La carcajada de ambos se escuchó en todo el aeropuerto, era 11 de marzo y Baia trataba de no llorar aferrada con fuerza la manija de su pequeña maleta. Juan no podía deshacer el nudo en su garganta, se miraron y resolvieron que no había porque reprimir nada y lloraron como niños, con lágrimas y mocos que trataron de limpiar con las manos o en la ropa. No hay nada más cruel que una sala de embarque. Ella se alejó en el corredor arrastrando su maleta. Juan sintió que se le acaba el mundo.
Se ha dicho que los seres humanos tienen distintas vidas, una pública, una privada y una secreta. Yo imagino esa vida secreta como una Caja de Pandora que al abrirla se liberan energías poderosas. Sólo energías, ni buenas ni malas, pero capaces de impulsar al ser humano de una manera extraordinaria, a veces transformándolas en amor, otras en obras de arte, otras en crímenes impensable. El buen dios -o los buenos dioses- desde tiempos inmemoriales han hecho lo imposible para que el hombre no abra esa caja, por ser “demasiado peligrosa”.
Juan y Baia se atrevieron a liberar el contenido de sus “cajas” y es justamente ahí donde empieza a cobrar sentido esta historia. En los dieciséis años que llevan amándose aprendieron a respirar con el mismo aire, conocer y compartir sus olores, a transformar la ira, y sobre todo a reinventar el placer y el gozo de sus cuerpos en algo tan maravilloso, que por momentos roza la incertidumbre y el temor. Se liberaron de sus culturas, las culturas del miedo, de la ridícula monogamia que transforma a los seres en patrimonio, en posesión.
Juan viajó varias veces y se adueño de la vieja Pontevedra. Baia ya sentía a México como algo propio. La telefonía móvil en sus manos dejó en ridículo a guiones y películas de ciencia ficción. Incorporaron amablemente a su gozo sexual otros cuerpos, algunas veces imaginarios otras tan reales como el aire. El amor era para compartir, era para sumar otros atrevidos militante en contra del mal vivir. El amor no era solamente cosa de dos. El sexo como vía de placer debía compartirse con el sol, con el agua y el viento. El deseo sería el sublime arcángel sin espada que enfrentaría a la muerte, y sin intentar derrotarla, se sumaría al vuelo. Sí, la tan temida parca se acomodaría junto a los amantes para cuidarlos y llevarlos lejos de la divinidad, lejos de la tiranía.

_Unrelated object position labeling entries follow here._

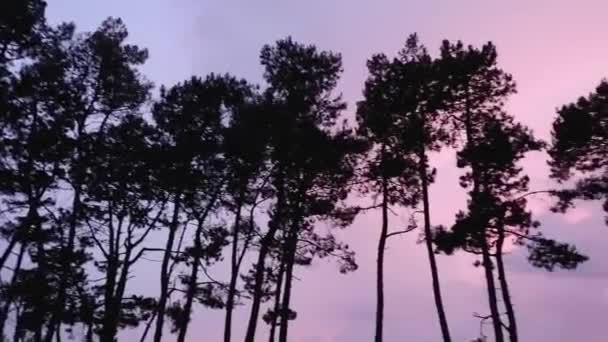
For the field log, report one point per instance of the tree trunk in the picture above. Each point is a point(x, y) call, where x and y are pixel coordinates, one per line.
point(192, 285)
point(107, 331)
point(429, 248)
point(234, 270)
point(59, 306)
point(192, 282)
point(489, 273)
point(7, 252)
point(504, 286)
point(260, 266)
point(258, 283)
point(164, 274)
point(9, 300)
point(380, 263)
point(277, 301)
point(290, 260)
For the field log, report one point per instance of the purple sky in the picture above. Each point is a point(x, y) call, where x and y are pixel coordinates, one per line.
point(556, 51)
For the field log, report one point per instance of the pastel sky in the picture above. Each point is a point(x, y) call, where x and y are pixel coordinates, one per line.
point(557, 50)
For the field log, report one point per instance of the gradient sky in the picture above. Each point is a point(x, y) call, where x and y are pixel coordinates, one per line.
point(557, 50)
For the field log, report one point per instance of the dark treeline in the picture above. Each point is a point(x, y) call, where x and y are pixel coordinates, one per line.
point(94, 172)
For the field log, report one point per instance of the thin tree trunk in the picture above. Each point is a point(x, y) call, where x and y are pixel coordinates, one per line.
point(504, 286)
point(7, 252)
point(429, 248)
point(192, 282)
point(277, 301)
point(107, 331)
point(234, 270)
point(59, 308)
point(164, 274)
point(258, 283)
point(380, 263)
point(148, 325)
point(9, 300)
point(487, 262)
point(290, 260)
point(489, 273)
point(260, 266)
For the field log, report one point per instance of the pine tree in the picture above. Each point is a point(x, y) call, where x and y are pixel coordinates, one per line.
point(580, 147)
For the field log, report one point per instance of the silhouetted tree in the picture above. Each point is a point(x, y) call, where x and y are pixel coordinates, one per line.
point(123, 207)
point(391, 171)
point(102, 84)
point(404, 107)
point(493, 145)
point(580, 147)
point(246, 148)
point(311, 164)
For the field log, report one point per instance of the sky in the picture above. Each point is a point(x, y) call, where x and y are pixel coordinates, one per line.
point(556, 50)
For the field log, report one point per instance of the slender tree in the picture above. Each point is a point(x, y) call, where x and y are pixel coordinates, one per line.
point(493, 145)
point(580, 147)
point(311, 164)
point(390, 172)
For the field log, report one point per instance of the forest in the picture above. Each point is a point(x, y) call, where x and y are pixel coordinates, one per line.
point(237, 176)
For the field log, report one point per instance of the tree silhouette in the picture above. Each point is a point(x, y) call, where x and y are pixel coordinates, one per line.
point(247, 187)
point(311, 164)
point(93, 172)
point(579, 146)
point(493, 145)
point(403, 100)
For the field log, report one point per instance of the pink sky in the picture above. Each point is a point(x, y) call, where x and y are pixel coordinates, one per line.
point(556, 50)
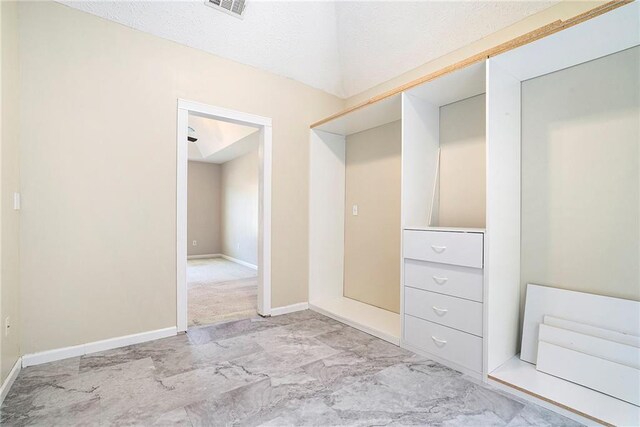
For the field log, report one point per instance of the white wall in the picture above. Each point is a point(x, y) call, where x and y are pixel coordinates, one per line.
point(98, 168)
point(372, 238)
point(580, 177)
point(203, 209)
point(9, 183)
point(239, 201)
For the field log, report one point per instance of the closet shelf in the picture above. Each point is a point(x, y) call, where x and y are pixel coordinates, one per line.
point(596, 406)
point(375, 321)
point(450, 229)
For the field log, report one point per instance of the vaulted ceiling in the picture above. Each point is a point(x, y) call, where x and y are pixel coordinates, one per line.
point(342, 47)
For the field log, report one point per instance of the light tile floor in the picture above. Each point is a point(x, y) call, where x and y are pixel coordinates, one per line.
point(220, 290)
point(297, 369)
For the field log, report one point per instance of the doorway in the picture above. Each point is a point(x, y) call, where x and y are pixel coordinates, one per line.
point(231, 275)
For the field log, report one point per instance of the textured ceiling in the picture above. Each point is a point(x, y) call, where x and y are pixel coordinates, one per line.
point(219, 141)
point(341, 47)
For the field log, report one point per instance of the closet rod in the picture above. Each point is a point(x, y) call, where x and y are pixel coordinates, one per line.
point(522, 40)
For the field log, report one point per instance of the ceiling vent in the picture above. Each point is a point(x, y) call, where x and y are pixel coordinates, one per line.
point(232, 7)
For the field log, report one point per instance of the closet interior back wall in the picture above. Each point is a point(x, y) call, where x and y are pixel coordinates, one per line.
point(372, 216)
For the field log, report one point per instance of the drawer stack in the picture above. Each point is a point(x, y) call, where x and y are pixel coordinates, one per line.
point(443, 275)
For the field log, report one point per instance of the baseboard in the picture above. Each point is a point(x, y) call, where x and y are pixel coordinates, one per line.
point(239, 261)
point(289, 308)
point(204, 256)
point(94, 347)
point(8, 382)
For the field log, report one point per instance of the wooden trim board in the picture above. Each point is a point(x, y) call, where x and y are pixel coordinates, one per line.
point(522, 40)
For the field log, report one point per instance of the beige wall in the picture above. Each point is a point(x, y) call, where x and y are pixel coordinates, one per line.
point(9, 183)
point(372, 238)
point(463, 164)
point(563, 10)
point(240, 206)
point(203, 209)
point(580, 179)
point(98, 219)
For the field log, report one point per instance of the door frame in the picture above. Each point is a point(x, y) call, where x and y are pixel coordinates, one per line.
point(264, 200)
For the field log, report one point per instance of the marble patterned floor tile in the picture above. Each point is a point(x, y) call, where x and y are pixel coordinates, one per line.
point(345, 338)
point(177, 417)
point(159, 349)
point(296, 369)
point(422, 393)
point(533, 415)
point(254, 403)
point(207, 334)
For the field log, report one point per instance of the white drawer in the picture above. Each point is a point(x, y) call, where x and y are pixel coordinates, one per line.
point(463, 282)
point(446, 343)
point(457, 313)
point(446, 247)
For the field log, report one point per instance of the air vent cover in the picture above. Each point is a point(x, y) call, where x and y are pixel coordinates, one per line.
point(232, 7)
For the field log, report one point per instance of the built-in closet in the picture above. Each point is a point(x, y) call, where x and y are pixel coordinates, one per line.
point(563, 185)
point(518, 169)
point(354, 247)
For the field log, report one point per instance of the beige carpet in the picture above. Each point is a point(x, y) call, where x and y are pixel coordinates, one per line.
point(220, 290)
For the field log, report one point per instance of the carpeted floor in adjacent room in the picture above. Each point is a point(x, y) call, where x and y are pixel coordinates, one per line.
point(220, 290)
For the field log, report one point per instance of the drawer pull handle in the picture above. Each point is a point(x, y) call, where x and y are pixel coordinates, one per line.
point(440, 311)
point(438, 341)
point(440, 280)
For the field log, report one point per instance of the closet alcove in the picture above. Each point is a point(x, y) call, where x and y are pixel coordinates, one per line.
point(518, 166)
point(354, 219)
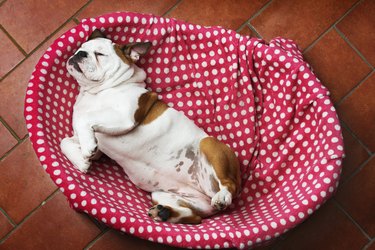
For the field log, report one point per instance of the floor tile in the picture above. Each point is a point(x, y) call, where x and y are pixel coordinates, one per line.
point(338, 66)
point(118, 241)
point(23, 182)
point(26, 21)
point(358, 26)
point(358, 198)
point(98, 7)
point(302, 21)
point(7, 141)
point(371, 246)
point(329, 228)
point(246, 31)
point(54, 226)
point(13, 88)
point(10, 54)
point(5, 226)
point(355, 155)
point(358, 112)
point(228, 14)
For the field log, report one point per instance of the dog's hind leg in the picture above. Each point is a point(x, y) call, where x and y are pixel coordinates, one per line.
point(226, 168)
point(176, 208)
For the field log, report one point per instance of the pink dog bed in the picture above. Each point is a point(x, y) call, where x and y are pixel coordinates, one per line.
point(261, 99)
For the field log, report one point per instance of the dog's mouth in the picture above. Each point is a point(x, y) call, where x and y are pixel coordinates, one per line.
point(74, 62)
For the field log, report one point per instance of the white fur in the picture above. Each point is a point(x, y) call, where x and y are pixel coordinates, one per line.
point(157, 157)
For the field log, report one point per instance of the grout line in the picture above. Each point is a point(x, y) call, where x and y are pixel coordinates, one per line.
point(320, 37)
point(2, 2)
point(367, 247)
point(355, 88)
point(252, 28)
point(172, 8)
point(13, 133)
point(80, 10)
point(9, 234)
point(11, 221)
point(98, 237)
point(357, 170)
point(54, 32)
point(260, 11)
point(356, 137)
point(338, 205)
point(332, 26)
point(354, 48)
point(249, 25)
point(13, 40)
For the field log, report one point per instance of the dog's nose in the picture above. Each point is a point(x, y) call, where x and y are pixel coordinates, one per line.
point(82, 54)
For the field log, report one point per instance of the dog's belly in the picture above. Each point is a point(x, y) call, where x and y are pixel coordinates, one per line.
point(162, 155)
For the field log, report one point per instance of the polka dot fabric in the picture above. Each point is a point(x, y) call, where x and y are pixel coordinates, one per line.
point(261, 99)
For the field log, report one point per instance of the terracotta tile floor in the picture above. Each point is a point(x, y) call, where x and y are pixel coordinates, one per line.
point(337, 38)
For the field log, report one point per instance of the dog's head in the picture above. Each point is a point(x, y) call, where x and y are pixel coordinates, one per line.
point(100, 60)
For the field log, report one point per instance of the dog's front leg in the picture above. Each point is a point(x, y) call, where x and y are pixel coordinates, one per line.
point(106, 121)
point(86, 137)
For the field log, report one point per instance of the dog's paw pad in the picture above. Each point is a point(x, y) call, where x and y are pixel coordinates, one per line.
point(221, 199)
point(83, 166)
point(159, 213)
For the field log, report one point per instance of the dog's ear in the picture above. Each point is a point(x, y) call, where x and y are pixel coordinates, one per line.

Así se escribió esta historia de amor, pensando en una legión de desnudos amantes que seguramente liberarían a la muerte de las gruesas cadenas a la que dioses y demonios tenían engrillada. La tarea no es vencer a la muerte. Es solo rescatarla de las garras de la virtud.
No sé cuándo ni dónde desaparecieron Juan y Baia, pero de lo que sí estoy seguro es que siguen viajando. Siguen volando.